The summertime is the perfect time to teach your kids about the benefits of outreach to the community. A day spent with the elderly in a nursing home, or delivering meals for an organization like Meals on Wheels, or organizing a community clean up.
There is no shortage of great ideas that will make your and your kids’ lives much richer, more fulfilled and wholesome.
Cook with your kids
Kids actually love helping out with cooking and other chores – if you ‘gamify’ them just a little bit. Introducing your children to the cooking process may seem daunting and scary, what with all the knives, chopping, boiling water and hot stovetops.

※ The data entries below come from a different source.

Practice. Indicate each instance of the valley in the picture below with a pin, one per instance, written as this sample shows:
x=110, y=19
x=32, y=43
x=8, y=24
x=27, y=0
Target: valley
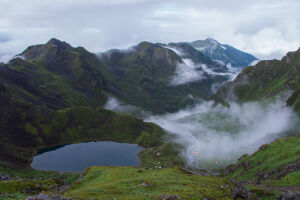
x=205, y=130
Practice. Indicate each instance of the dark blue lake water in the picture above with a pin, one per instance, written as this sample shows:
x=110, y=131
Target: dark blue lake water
x=77, y=157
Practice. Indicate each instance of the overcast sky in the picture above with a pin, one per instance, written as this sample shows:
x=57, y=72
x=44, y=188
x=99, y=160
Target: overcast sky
x=266, y=28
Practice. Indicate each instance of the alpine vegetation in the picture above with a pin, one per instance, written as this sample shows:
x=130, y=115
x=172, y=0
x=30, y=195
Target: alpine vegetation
x=213, y=136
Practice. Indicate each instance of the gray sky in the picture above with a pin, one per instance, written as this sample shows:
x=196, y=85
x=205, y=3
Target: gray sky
x=266, y=28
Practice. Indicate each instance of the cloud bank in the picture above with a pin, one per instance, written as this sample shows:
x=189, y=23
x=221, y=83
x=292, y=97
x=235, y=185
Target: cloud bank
x=214, y=136
x=265, y=28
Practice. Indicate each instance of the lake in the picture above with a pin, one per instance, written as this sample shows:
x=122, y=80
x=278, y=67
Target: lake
x=77, y=157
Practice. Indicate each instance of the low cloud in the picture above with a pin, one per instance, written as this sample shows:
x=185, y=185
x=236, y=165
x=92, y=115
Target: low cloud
x=214, y=136
x=187, y=72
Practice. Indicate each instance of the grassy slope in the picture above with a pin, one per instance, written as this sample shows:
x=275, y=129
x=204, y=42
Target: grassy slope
x=126, y=183
x=270, y=156
x=265, y=80
x=39, y=127
x=144, y=74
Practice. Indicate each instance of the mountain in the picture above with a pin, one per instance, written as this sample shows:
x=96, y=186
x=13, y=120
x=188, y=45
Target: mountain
x=52, y=95
x=188, y=52
x=265, y=80
x=272, y=172
x=223, y=52
x=157, y=79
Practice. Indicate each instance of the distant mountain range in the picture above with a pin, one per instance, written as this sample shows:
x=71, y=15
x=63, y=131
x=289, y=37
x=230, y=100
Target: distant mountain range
x=224, y=53
x=265, y=80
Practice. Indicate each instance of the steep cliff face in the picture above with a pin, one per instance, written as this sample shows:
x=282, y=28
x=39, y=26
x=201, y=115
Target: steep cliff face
x=265, y=80
x=145, y=77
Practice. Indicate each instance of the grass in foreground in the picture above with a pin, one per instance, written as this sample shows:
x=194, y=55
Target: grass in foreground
x=130, y=183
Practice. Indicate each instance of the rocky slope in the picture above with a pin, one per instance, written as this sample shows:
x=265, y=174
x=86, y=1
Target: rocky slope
x=272, y=171
x=266, y=80
x=51, y=95
x=223, y=52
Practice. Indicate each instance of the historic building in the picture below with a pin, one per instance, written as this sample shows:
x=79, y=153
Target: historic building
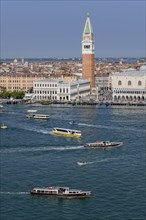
x=129, y=86
x=18, y=81
x=88, y=60
x=57, y=89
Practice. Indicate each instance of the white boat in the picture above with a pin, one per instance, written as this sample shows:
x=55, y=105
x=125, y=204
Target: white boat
x=38, y=116
x=32, y=110
x=66, y=132
x=81, y=163
x=3, y=126
x=103, y=144
x=60, y=192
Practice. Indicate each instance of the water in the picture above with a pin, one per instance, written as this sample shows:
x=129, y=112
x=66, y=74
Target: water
x=31, y=156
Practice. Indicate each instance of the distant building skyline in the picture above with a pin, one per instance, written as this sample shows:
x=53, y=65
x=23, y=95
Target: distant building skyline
x=43, y=29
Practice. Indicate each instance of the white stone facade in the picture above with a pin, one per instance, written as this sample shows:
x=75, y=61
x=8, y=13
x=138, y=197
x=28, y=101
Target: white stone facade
x=129, y=86
x=53, y=89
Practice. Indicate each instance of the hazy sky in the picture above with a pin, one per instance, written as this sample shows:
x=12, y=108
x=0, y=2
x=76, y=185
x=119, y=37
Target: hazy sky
x=37, y=28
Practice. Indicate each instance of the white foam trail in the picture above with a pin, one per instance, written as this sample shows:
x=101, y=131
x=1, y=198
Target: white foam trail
x=37, y=130
x=111, y=127
x=102, y=160
x=35, y=149
x=14, y=193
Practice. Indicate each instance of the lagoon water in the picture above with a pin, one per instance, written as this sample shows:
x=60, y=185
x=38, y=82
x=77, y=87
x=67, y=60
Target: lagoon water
x=31, y=156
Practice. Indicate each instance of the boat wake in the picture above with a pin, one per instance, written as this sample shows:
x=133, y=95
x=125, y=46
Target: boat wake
x=99, y=161
x=37, y=130
x=111, y=127
x=15, y=193
x=40, y=149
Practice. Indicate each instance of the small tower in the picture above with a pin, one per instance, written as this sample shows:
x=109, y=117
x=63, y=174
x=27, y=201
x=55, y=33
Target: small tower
x=88, y=61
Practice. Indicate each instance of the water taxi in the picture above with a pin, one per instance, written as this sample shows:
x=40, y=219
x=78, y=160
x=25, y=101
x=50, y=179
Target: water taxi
x=66, y=132
x=61, y=192
x=3, y=126
x=37, y=116
x=31, y=110
x=103, y=144
x=82, y=163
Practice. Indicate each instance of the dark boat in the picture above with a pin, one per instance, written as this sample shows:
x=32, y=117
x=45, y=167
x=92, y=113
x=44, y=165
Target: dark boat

But if you’re diligent enough, keep a watchful eye and carefully delegate the responsibilities in accordance with their age. Cooking with your kids is one of the greatest things you can do with them. You can browse the internet for kid-friendly recipes that will minimize the chances of injury and maximize the chances of fun.
First of all, it’s quality time with their parents. Barbecuing with your dad in the summer months is a memory every person deserves.
Secondly, you will start them off on a journey that lasts a lifetime, a journey of being self-sufficient and independent, a healthy habit they will cherish for the rest of their lives.
Of course, be extra mindful of knives, hot objects and other kitchen dangers and remember to keep your cool. By making a stressful situation, you can actually have very unfavorable results.
Conclusion
Spending quality time with family. Giving back to the community. Exploring their hometown. Learning new skills, acquiring new hobbies, and trying their luck in a new sport. There are many different activities that can enrich your and your children’s lives during summer break, besides sending them off to a summer camp.
However you choose to enrich your kids’ summer break, your focus should be on showing your children that there’s a world outside their mobile devices.